Much has been made of the fact that this is PIXAR director Andrew Stanton’s first foray into live-action directing, but you’d never tell that from watching. He has easy faculty with the camera, he gets good performances from his live and CGI characters, and he knows how to intercut a scene for emotional impact. There’s a scene that comes about 1:15 into the film that is genuinely moving as Andrew Stanton intercuts between the Barsoom present and Carter’s Civil War past. Yes, it’s a manipulative kind of moving, but the fact that the emotional manipulation works makes it effective.
There are things that I missed from Princess, particularly a piece of Tars Tarkas dialogue that, I think, is worth the price of the book, but I’m okay with that. There’s not as much Tars Tarkas in the film as I’d have liked; the major Thark character in the film is Sola, the Thark that takes in John Carter and cares for him.
I would have loved this film at eight, which is about when I saw Star Wars for the first time.

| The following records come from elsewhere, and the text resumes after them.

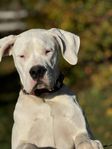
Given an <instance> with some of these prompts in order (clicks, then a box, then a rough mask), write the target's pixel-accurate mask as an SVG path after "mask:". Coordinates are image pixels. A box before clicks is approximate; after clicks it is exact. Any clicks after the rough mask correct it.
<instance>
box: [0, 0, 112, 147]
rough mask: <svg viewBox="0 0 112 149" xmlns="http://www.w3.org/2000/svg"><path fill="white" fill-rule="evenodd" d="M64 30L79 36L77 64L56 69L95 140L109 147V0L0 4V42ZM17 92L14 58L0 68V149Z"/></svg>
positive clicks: (4, 1) (110, 39)
mask: <svg viewBox="0 0 112 149" xmlns="http://www.w3.org/2000/svg"><path fill="white" fill-rule="evenodd" d="M53 27H56V28H62V29H64V30H68V31H70V32H73V33H75V34H77V35H79V36H80V38H81V47H80V52H79V61H78V64H77V65H76V66H70V65H69V64H68V63H67V62H65V61H64V60H63V61H61V62H60V67H61V69H62V70H63V72H64V74H65V83H66V84H67V85H68V86H69V87H70V88H71V89H72V90H73V91H74V92H75V93H76V94H77V97H78V100H79V102H80V104H81V106H82V108H83V109H84V111H85V113H86V115H87V118H88V121H89V123H90V126H91V129H92V131H93V133H94V135H95V137H96V138H97V139H99V140H101V141H102V143H103V144H108V143H112V0H0V38H2V37H4V36H7V35H9V34H19V33H21V32H23V31H24V30H27V29H30V28H46V29H49V28H53ZM19 90H20V83H19V77H18V74H17V72H16V70H15V68H14V64H13V60H12V57H7V58H3V61H2V63H1V64H0V149H10V144H11V143H10V140H11V129H12V124H13V110H14V106H15V103H16V100H17V97H18V93H19Z"/></svg>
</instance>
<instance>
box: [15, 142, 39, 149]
mask: <svg viewBox="0 0 112 149" xmlns="http://www.w3.org/2000/svg"><path fill="white" fill-rule="evenodd" d="M17 149H38V147H37V146H36V145H34V144H31V143H23V144H21V145H19V146H18V147H17Z"/></svg>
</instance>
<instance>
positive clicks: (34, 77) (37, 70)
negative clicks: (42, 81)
mask: <svg viewBox="0 0 112 149" xmlns="http://www.w3.org/2000/svg"><path fill="white" fill-rule="evenodd" d="M46 71H47V69H46V68H45V67H44V66H41V65H36V66H33V67H32V68H31V69H30V71H29V73H30V75H31V77H32V79H33V80H39V79H41V78H43V76H44V75H45V73H46Z"/></svg>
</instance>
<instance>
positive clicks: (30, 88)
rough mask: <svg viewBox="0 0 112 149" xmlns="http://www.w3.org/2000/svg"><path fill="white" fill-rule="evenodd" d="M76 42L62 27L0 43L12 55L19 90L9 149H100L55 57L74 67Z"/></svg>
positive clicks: (1, 48) (101, 147) (12, 37)
mask: <svg viewBox="0 0 112 149" xmlns="http://www.w3.org/2000/svg"><path fill="white" fill-rule="evenodd" d="M79 45H80V39H79V37H78V36H76V35H74V34H72V33H69V32H66V31H63V30H60V29H55V28H54V29H50V30H44V29H32V30H29V31H26V32H24V33H22V34H20V35H17V36H14V35H10V36H7V37H5V38H2V39H1V40H0V60H1V59H2V56H5V55H12V56H13V58H14V63H15V66H16V68H17V71H18V73H19V76H20V79H21V83H22V86H23V89H22V90H21V91H20V95H19V99H18V101H17V104H16V107H15V111H14V126H13V131H12V149H38V148H56V149H103V146H102V144H101V143H100V141H97V140H92V136H91V134H90V132H89V129H88V125H87V122H86V120H85V117H84V114H83V112H82V110H81V108H80V106H79V104H78V102H77V100H76V97H75V95H74V94H73V93H72V92H71V91H70V90H69V89H68V88H67V87H66V86H65V85H63V76H62V74H61V73H60V71H59V69H58V59H59V54H60V53H62V56H63V57H64V59H65V60H66V61H67V62H68V63H70V64H71V65H75V64H76V63H77V54H78V51H79Z"/></svg>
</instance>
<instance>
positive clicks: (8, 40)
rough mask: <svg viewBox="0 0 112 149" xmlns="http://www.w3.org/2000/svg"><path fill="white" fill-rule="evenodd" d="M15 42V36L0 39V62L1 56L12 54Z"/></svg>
mask: <svg viewBox="0 0 112 149" xmlns="http://www.w3.org/2000/svg"><path fill="white" fill-rule="evenodd" d="M15 40H16V36H15V35H9V36H7V37H4V38H2V39H0V61H1V60H2V57H3V56H9V55H11V54H12V47H13V45H14V43H15Z"/></svg>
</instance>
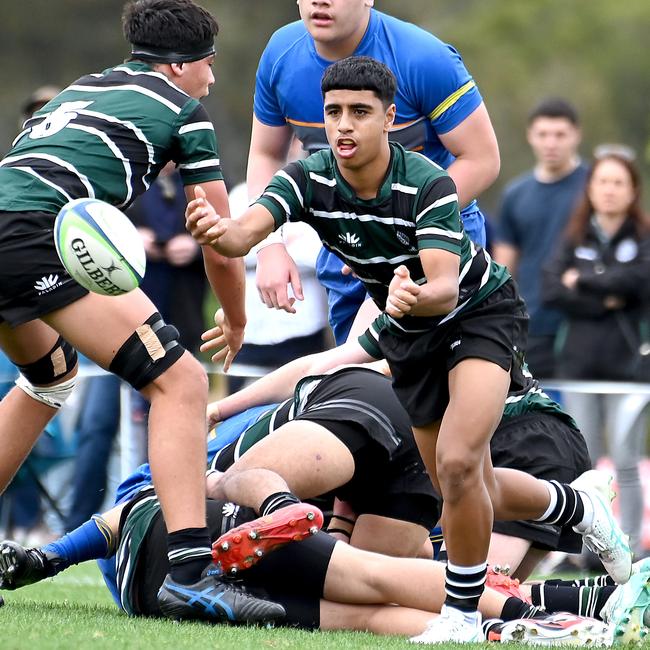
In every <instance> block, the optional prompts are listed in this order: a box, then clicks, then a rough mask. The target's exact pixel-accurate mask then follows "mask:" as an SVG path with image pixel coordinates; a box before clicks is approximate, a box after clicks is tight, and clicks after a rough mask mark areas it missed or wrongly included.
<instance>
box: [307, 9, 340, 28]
mask: <svg viewBox="0 0 650 650" xmlns="http://www.w3.org/2000/svg"><path fill="white" fill-rule="evenodd" d="M310 18H311V21H312V23H314V25H316V26H317V27H327V26H329V25H331V24H332V23H333V22H334V18H332V16H330V15H329V14H326V13H322V12H320V11H315V12H314V13H313V14H311V16H310Z"/></svg>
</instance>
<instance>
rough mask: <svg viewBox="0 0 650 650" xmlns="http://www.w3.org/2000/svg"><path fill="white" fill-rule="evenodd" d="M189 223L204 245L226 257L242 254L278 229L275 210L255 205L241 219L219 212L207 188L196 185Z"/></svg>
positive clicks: (186, 215) (229, 256)
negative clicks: (269, 210) (217, 211)
mask: <svg viewBox="0 0 650 650" xmlns="http://www.w3.org/2000/svg"><path fill="white" fill-rule="evenodd" d="M185 226H186V227H187V229H188V230H189V232H190V233H191V234H192V237H194V239H196V241H198V242H199V244H202V245H209V246H212V248H214V249H215V250H216V251H217V252H218V253H220V254H222V255H225V256H226V257H242V256H243V255H246V254H247V253H248V252H249V251H250V249H251V248H252V247H253V246H254V245H255V244H257V243H259V242H260V241H262V239H264V238H265V237H266V236H267V235H269V233H271V231H272V230H273V229H274V226H275V222H274V220H273V216H272V215H271V213H270V212H269V211H268V210H267V209H266V208H265V207H263V206H261V205H259V204H255V205H253V206H251V207H250V208H248V210H246V212H245V213H244V214H243V215H242V216H241V217H240V218H239V219H237V220H233V219H229V218H225V217H224V216H222V215H220V214H218V213H217V212H216V210H215V208H214V207H213V206H212V204H211V203H210V202H209V201H208V199H207V197H206V194H205V192H204V190H203V188H202V187H201V186H200V185H195V186H194V199H193V200H191V201H190V202H189V203H188V204H187V209H186V211H185Z"/></svg>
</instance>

I’m not ready to say I loved this, but I will say that I really liked it and I won’t be ashamed to buy it on DVD on day one.
On the drive home I compared it mentally to Jackson’s The Lord of the Rings trilogy and Lucas’ Star Wars prequels. It’s not as serious as Jackson and it’s more fun than Lucas. John Carter feels epic, yet it also has an intimacy to it. I would venture that this is what the Narnia movies wanted to be; they’re both working from problematic source material (the Barsoom and the Narnia books are full of incident but not necessarily anything resembling a sensible plot), their writers had to construct a plot that kept the flavor and the spirit if not the detail, and John Carter, I think, pulls it off a little bit better because it does a better job at rationalizing and modernizing its story.
That said, John Carter isn’t perfect. There’s some dodgy effects work (such as in the scene where Carter, after he’s arrived on Barsoom, has no idea how to move in the lower gravity), some of the physics doesn’t make sense, Carter’s accent is all wrong for an 1860s Virginian, Mars looks too much like the American southwest, it’s not at all clear what the villains’ goals were (or why they were seeking to achieve those ambiguous goals in the way that they were), that sort of thing.
The one thing I won’t criticize the film for is its title, though. Yes, it’s gone in for abuse in fandom, but in the context of the film it can only be John Carter. The film is driven by Carter’s desire to go home so he can return to his “cave of gold” (not really a spoiler, since the same arc is in the book), so “John Carter of Mars” would not be true until he finds himself and his place in the universe. Believe me, I would have wanted nothing more than to see the words “of Mars” in the title, but after seeing the film last night I know that they don’t apply.
In short, this is A Princess of Mars distilled down to a two hour movie that will appeal to a modern day audience. Edgar Rice Burroughs’ planetary romance from 1912 has been made relevant for 2012. I enjoyed it thoroughly — it’s funny, it’s moving, it’s exciting, and I want to see more — and I’m thinking of going to see it again this weekend, this time in 2-D.